Perhaps more importantly, Puccini used something called
'thematic reminiscence' that is not far removed from Wagner’s
leitmotifs. Here in La bohème, there are themes associated
with the Bohemians and with Mimì, among others.
Matthew Rose as Colline, Roderick Williams as
Schaunard, Jeremy White as Benoit,
Roberto Aronica as Rodolfo and Franco Vassallo as Marcello
This has been a difficult season for the Royal Opera with many
cancellations and much illness disrupting plans of many years
standing and even now, with so few performances remaining, they
were not to get off Scot-free. It was announced that the Italian
tenor Roberto Aronica had badly injured a knee, was in
‘considerable pain’ and would use a stick. This had meant extra
rehearsals with the principal cast to adjust the staging
accordingly. The tenor could not manage the stairs so Mimì entered
at the front of stage-left in Act I and there was quite a lot of
fussing with chairs so that he could sit down as often as
possible. This meant that the ‘horse-play’ amongst the Bohemians
did not seem quite as interminable as it can, particularly in Act
IV, and overall there was a spontaneity to events that you do not
expect for a twenty-first revival. I have seen this production a
dozen or more times over the years and this was the freshest it
has been for a long time, due to a combination of the
presence of the original director and the tenor’s adversity.

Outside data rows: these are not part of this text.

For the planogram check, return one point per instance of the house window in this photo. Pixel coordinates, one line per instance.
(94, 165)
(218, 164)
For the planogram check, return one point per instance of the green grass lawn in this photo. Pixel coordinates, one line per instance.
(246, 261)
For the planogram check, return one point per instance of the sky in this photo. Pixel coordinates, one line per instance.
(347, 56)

Roberto Aronica has a full-throated tenor voice with an
effortlessly secure high C. His acting skills were a little
difficult to assess in the circumstances but he seems one of the
more relaxed and natural actors of this generation of tenors. He
has a broad smile, bushy black beard and full head of hair (a
wig?) that along with his infirmity was all too reminiscent of
both the sadly missed Luciano Pavarotti. The sound
is similar to his, too, in the upper echelons of the voice, but
there was also a noticeable gear change at times and his voice was
sometimes reminiscent of his mentor Carlo Bergonzi. His Mimì was
the Chilean, Cristina Gallardo-Domas, and she gave us a sense of
the character’s great anxiety as to what life has in store for
her, while the delicacy and insecurity of her voice matched her
characterisation, although it might seem more suited for
Cio-Cio-San.
Both Aronica and Gallardo-Domas could sound somewhat stentorian at
times, but they brought great tenderness to their ‘Addio, dolce
svegliare’ in Act III. This was especially luminous because of the
revised production.
Donald Maxwell as Alcindoro and Nicole Cabell as
Musetta
Making his debut with the Royal Opera, the Italian baritone Franco
Vassallo is an interesting discovery, his voice full of
insouciance and charm that reminded me of the young Thomas Allen
whom I saw in this role during the 1980s.

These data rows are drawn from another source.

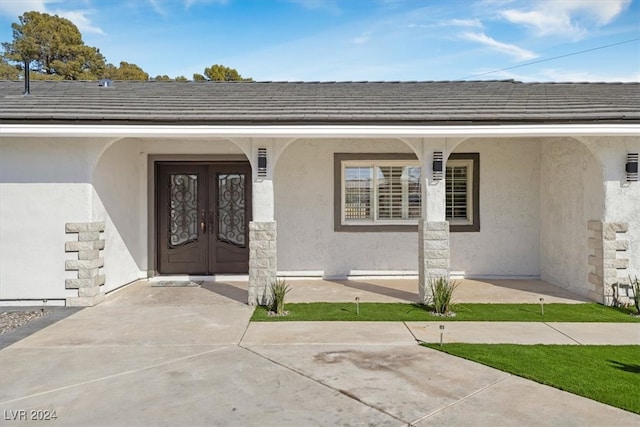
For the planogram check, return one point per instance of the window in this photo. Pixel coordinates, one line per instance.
(382, 192)
(377, 192)
(462, 178)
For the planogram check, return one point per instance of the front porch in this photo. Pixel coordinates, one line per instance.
(368, 290)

For once, home-grown talent was on stage in strength. Roderick
Williams was a supremely confident Schaunard with an elegant
baritonal voice, and in the imposing physique and bass voice of
former Young Artist Matthew Rose as Colline, ‘Vecchia
zimarra, senti’ that strange farewell to his coat in Act IV has
rarely before had so much heartfelt resonance. Surely he will
eventually sing Marke in Tristan und Isolde as his voice is
ideal for it. Last but not least in this wonderful ensemble were
the masterly vignettes from stalwarts Jeremy White as the
lascivious Benoit and Donald Maxwell as the cuckolded Alcindoro.

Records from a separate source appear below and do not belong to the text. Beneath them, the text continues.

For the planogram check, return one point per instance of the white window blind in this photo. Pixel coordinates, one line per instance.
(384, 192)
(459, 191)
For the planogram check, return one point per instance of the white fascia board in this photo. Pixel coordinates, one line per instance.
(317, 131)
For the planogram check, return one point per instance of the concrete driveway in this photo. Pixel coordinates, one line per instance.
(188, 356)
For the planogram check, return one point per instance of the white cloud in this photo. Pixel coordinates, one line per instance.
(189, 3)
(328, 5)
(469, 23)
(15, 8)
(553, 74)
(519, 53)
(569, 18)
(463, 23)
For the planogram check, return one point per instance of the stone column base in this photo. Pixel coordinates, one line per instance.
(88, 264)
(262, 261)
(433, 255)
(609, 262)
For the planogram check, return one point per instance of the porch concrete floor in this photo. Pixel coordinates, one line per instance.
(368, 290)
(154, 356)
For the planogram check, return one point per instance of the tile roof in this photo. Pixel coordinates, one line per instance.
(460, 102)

There was some elegant playing, as is to be expected, from the
Royal Opera House orchestra under Christian Badea, who was
returning to a production he conducted in 1996. There was suitable
attack from the strings, bright brass and sweet-toned woodwind.
That there was some indulgence in the tempi when it came to his
Rodolfo particularly - and occasionally for Mimì - is
understandable in the circumstances, as was his inability always
to balance the sound from stage and pit sufficiently.
There were nevertheless so many wonderful moments, particularly
from the moment Rodolfo and Mimì are alone at last in Act IV
through to the very sad end, that any other doubts could be
forgiven and forgotten. The audience, pace the one lone
voice bemoaning her lot, seemed satisfied as always, and so was I.